Our thoughts on the world of employment law - and beyond.

Is physical violence the same as abusive texts?

We are all aware that work social events are well within HR’s remit and that any bad behaviour will be considered under the employer’s disciplinary procedures.  Indeed, it is common for employers to expressly state this in advance of any social event.  This might be seen as party-pooping but is a sensible precaution to warn everyone that a few drinks and some tinsel does not mean a free-for-all.  But what should you do when two employees actually end up in a fight at that party? Should employees be treated the same even if their actions are different? Is physical violence the same as violent threats sent by text?

In a recent EAT case, MBNA Limited (MBNA Limited v Jones UKEAT/0120/15) had taken the precaution of warning employees ahead of a work social event that normal standards of conduct would apply.  This did not prevent a spat between one employee (Mr B) putting his arm around the sister of another employee (Mr J) ending up with Mr J punching Mr B in the face.  Unfortunately the matter did not end there. Mr B followed Mr J to a nightclub and waited outside while sending threatening texts, including one which said he was going to “rip [Mr J’s] f***ing head off”.  Happily no further physical violence took place but both employees were disciplined for their actions.  Mr J (the puncher) was dismissed whereas Mr B (the texter) was given a final written warning.  In their defence to allegations of misconduct, both men claimed they had been provoked.  MBNA did not accept there was sufficient provocation for the punch but did accept that the punch was sufficient provocation for the texts.

Mr J complained that he had been unfairly dismissed, arguing that he and Mr B should have been treated the same.  An Employment Tribunal agreed that Mr J had been unfairly dismissed.  However, the Employment Appeal Tribunal disagreed, stating that the employer simply had a duty to treat Mr J reasonably.  As its decision to dismiss him was reasonable, the decision could not be made unreasonable just because Mr B had not also been dismissed.

I suspect no-one will be truly surprised that punching a colleague in the face would lead to dismissal.  However, it is a useful reminder of what we mean by treating employees “consistently”.  It is, of course, important to treat employees’ misconduct consistently.  However, that does not necessarily mean employers should treat people in exactly the same way just because their actions stem from the same incident.  The real tests for consistency in this situation should have been:

(a)   had the employer allowed employees to punch each other in the past and not done anything about it? If so, Mr J just might have been able to argue that he had no expectation of being dismissed because of his actions and that there must be another, unfair reason for his dismissal.  Clearly this was not the case here as physical violence was not (unsurprisingly) accepted in the workplace; and/or

(b)   were Mr B’s actions “truly parallel circumstances” – i.e. did he do the same thing as Mr J – had he punched someone? Again, this was not the case here as he had sent abusive texts but not been physically violent.

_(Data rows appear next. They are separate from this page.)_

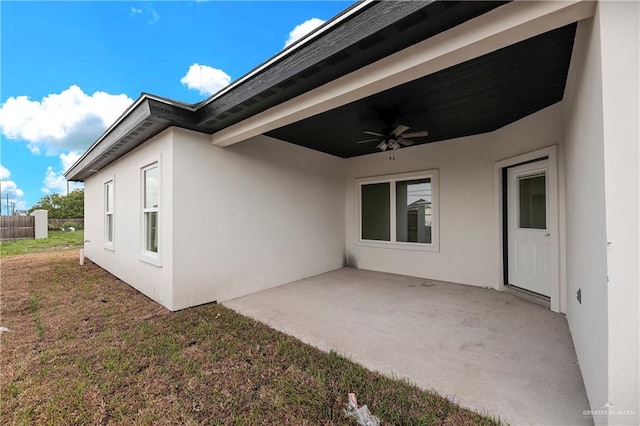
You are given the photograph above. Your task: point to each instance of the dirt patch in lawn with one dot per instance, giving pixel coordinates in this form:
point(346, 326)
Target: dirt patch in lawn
point(84, 347)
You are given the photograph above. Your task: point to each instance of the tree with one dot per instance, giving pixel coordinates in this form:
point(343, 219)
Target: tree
point(62, 206)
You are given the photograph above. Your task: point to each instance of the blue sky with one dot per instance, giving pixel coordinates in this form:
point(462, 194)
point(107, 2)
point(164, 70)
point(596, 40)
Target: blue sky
point(68, 69)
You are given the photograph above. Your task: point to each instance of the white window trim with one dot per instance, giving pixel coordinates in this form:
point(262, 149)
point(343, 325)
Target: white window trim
point(109, 245)
point(434, 246)
point(153, 258)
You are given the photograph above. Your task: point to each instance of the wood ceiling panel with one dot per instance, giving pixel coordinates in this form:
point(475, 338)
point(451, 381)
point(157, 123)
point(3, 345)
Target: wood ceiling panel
point(474, 97)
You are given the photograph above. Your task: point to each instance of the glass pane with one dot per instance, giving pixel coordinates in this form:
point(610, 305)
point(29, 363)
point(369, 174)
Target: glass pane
point(151, 231)
point(151, 185)
point(533, 202)
point(376, 216)
point(109, 228)
point(109, 196)
point(413, 211)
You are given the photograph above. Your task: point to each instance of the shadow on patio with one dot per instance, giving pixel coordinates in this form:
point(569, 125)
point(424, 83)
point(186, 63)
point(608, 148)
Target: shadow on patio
point(492, 351)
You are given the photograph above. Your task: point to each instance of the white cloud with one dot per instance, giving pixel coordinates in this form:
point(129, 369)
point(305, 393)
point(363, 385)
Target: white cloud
point(9, 191)
point(54, 180)
point(69, 159)
point(303, 29)
point(205, 79)
point(4, 172)
point(69, 120)
point(148, 11)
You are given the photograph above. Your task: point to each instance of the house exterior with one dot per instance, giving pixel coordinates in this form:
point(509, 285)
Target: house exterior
point(530, 170)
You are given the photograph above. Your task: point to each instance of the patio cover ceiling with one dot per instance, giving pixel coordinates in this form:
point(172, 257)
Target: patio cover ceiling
point(477, 96)
point(472, 97)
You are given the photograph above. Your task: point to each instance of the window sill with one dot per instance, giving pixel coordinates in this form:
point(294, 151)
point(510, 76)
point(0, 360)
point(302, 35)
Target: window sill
point(399, 245)
point(151, 259)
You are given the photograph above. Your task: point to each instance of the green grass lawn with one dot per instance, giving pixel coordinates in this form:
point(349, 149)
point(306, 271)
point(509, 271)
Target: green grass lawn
point(86, 348)
point(58, 240)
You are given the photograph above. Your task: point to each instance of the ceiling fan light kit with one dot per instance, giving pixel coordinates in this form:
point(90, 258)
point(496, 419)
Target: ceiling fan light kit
point(393, 139)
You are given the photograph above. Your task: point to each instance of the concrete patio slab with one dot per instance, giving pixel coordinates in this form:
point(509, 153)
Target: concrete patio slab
point(492, 351)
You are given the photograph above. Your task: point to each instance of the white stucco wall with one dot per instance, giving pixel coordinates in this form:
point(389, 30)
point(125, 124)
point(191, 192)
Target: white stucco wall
point(252, 216)
point(586, 229)
point(124, 261)
point(620, 50)
point(601, 156)
point(467, 211)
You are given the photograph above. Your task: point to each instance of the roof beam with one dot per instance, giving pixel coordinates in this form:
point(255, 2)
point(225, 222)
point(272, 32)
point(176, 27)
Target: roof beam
point(501, 27)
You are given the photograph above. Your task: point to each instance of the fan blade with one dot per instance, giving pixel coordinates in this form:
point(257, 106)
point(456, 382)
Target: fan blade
point(416, 134)
point(400, 130)
point(405, 142)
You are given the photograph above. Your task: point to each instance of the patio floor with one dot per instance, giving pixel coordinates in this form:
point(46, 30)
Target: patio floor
point(491, 351)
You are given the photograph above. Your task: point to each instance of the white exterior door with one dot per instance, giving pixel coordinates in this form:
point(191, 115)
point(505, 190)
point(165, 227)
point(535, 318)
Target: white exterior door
point(528, 229)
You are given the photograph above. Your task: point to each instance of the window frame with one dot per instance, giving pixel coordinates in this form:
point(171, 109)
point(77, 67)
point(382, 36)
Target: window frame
point(434, 246)
point(109, 211)
point(148, 256)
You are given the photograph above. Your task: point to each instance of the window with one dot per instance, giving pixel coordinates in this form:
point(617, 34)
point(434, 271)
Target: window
point(109, 197)
point(151, 196)
point(399, 211)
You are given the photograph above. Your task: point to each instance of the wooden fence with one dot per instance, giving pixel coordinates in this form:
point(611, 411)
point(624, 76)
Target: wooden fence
point(56, 224)
point(17, 227)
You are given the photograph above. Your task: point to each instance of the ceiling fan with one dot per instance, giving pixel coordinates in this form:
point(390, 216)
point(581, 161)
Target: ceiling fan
point(393, 138)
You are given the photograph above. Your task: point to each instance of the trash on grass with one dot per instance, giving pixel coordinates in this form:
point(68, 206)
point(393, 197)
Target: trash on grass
point(362, 414)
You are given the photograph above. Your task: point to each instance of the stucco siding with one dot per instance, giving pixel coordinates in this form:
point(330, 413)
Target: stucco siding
point(467, 211)
point(252, 216)
point(601, 151)
point(620, 45)
point(124, 258)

In the end, MBNA were allowed to treat Mr J and Mr B differently although it would probably have been reasonable to dismiss them both.  If there are genuine parallels between two cases of misconduct or poor performance, consistency should still be considered as part of the reasonableness of the decision.  However, employers should not be overly concerned with consistency otherwise. 

In this case, a punch was not the same as a text.